Weirdly the rapids also seemed to attract the insects. The calm sections of river were relatively mosquito free but rapids were filled with bugs trying to get up your nose, eyes and mouths. It was off-putting to say the least. I took to running most of the rapids backwards but the rest of the group weren’t quite so confident and are definitely hardier than me to keep going in those conditions!
Our plan was to cover ~30km a day of the 300km journey, taking 10 days and ending at Rovaniemi (the home of Santa Claus!) rather than continuing for a couple of days more to reach the sea. The other three had rented touring boats, which are far faster by design than the whitewater kayak I had bought along from home. I knew touring boats would be optimal as most of the river is serene with only the occaisional easy rapid. I knew this, yet it was cheaper to fly my boat out than rent, so I saved money and spent effort instead.
The paddling itself was enchanting. Cosy log cabins dot the banks as the river winds its way through dense pine forests. The water is clear and sometimes large fish can be seen swimming underneath you. When the wind died crystal clear reflections of the sky, trees and our boats could be seen in the surface of the water – unusual in a river flowing at several kilometres per hour. Had it not been for a series of events that filled my camera with rice I would have taken pictures of it all! Fortunately the rest of the four man team I led on this Finnish kayaking expedition had more optical luck.
Camping ashore in secluded forests and being able to catch fish for dinner, is quite rightly a dream for many. It was whilst setting up one of these camps that I had left my camera on top of my boat, off the wet ground whilst I faffed around. Adam had not seen my precarious placement of this expensive electronic item and accidentally knocked it into the waters grasp. I’m not sure why, but the mariners reaction was just to watch it bubble and sweep away, so I had to jump in myself and retrieve it. Having prised it back from Finland herself, I tried to save the camera by taking the components apart and sealing them in a bag of rice. This resulted in a still dead camera that had much rice in unreachable places, rendering it useless even if it had dried out properly! Lessons learnt.

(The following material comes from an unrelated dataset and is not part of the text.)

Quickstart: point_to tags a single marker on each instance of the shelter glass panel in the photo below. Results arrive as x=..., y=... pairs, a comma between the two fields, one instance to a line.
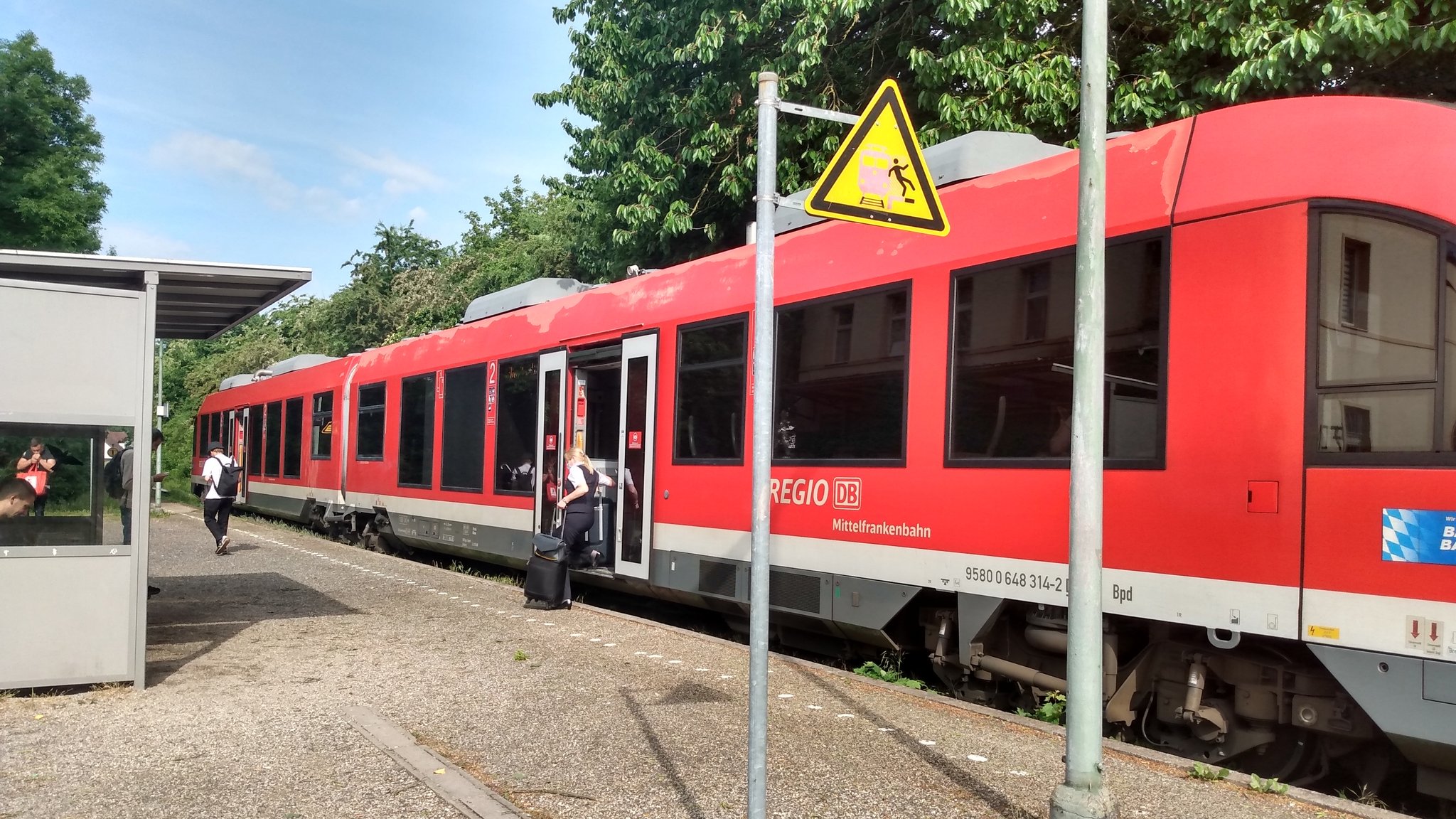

The Ounasjoki river was not a big, tough challenging expedition. It has the feel of a wild adventure but is achievable by any group with some idea of water safety. The start and end are easy to access, and phone signal and nearby roads provide reassurance in the case of an emergency. Rovaniemi can be reached in under 6 hours (with a transfer in Helsinki) for under 200GBP. There Vesa of Tulikipina can rent you gear and arrange shuttles. Taking it easy, wildcamping and living on a budget you could get a two week trip for around £700 per person all in if travelling as a group. If you have your own boats then a cheaper option would probably be to fly with Easyjet to Tallinn in Estonia and then ferry and drive from there, probably costing around £500 per person total. A Scandinavian canoe wilderness adventure is on many people’s bucket list. The rapids aren’t hard so take the plunge. Find your boat, point it downstream, grab a gallon of mozzie repellent and get going!